If you want to preserve the dynamic range of a signal in the analogue domain, you map it to the same dynamic range using an A law curve. Mapping it linearly will do absolutely nothing because the signal will just be linearly scaled, meaning it will have the same dynamic range (unless a linear scaling down causes it to drop below the noise floor of the dynamic range of the analogue circuitry, then the dynamic range will be reduced), but altering it with a companding curve will cause an 8 bit quantisation to quantise in the same way the 12 to 8 bit sample digital conversion does, except entirely analoguely. So you just get those 8 bit samples mentioned earlier straight out of the ADC. So you can actually do the companding curve in physical circuitry on the physical signal. In this case you don't compress the physical dynamic range, you just compress and expand the signal at a net 1:1 change because you're doing the digital domain companding but in the analogue domain.
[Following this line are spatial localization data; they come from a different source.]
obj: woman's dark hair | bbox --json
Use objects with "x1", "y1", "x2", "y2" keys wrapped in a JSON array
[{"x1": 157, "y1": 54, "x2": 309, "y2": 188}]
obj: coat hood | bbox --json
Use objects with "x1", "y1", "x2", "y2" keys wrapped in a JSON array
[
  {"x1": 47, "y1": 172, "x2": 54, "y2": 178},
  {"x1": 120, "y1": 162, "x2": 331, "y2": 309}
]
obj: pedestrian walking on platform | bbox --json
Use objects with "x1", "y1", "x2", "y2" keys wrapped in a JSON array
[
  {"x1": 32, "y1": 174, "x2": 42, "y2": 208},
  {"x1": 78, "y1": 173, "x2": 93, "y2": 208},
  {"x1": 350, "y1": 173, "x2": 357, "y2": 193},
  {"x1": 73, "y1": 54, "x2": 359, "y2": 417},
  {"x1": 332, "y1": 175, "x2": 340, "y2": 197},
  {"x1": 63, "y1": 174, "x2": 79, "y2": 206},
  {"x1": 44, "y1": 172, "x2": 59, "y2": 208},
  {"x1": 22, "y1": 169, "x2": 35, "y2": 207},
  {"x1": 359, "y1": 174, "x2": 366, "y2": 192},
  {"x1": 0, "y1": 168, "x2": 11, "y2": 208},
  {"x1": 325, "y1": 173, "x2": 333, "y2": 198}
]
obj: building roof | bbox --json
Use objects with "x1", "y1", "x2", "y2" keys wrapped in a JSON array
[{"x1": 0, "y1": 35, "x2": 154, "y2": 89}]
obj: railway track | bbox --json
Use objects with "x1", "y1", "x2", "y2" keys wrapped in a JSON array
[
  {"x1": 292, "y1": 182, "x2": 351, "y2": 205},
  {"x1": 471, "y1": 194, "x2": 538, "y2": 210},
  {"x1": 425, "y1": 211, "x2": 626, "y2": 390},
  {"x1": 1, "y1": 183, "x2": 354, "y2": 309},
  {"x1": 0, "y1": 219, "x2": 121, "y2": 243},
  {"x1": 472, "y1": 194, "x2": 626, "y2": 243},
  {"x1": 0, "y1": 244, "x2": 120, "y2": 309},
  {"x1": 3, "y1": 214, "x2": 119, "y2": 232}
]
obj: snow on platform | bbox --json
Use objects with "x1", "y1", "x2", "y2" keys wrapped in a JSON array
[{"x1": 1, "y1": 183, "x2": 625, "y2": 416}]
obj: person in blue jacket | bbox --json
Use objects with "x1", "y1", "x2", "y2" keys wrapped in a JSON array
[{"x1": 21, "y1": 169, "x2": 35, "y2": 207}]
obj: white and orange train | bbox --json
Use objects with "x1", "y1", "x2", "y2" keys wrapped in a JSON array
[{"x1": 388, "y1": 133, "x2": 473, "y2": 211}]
In compression of an analogue domain or digital domain analogue audio signal, where it is the final product, it is usually shown on an unnormalised plot where the input and output dynamic range (on the axes) are the same, in this case a 1:1 compression is $$y = x$$ and maps the amplitudes 1:1, whereas the dynamic range is compressed 4:1 above the threshold for instance, and you can see the new dynamic range on the output axis (y). In the digital domain, the dynamic range of the signal is capped on the lower bound to V*1, but may of course not have a peak that low, so the dynamic range of an N bit-depth signal is less than or equal to the dynamic range of an N bit ADC.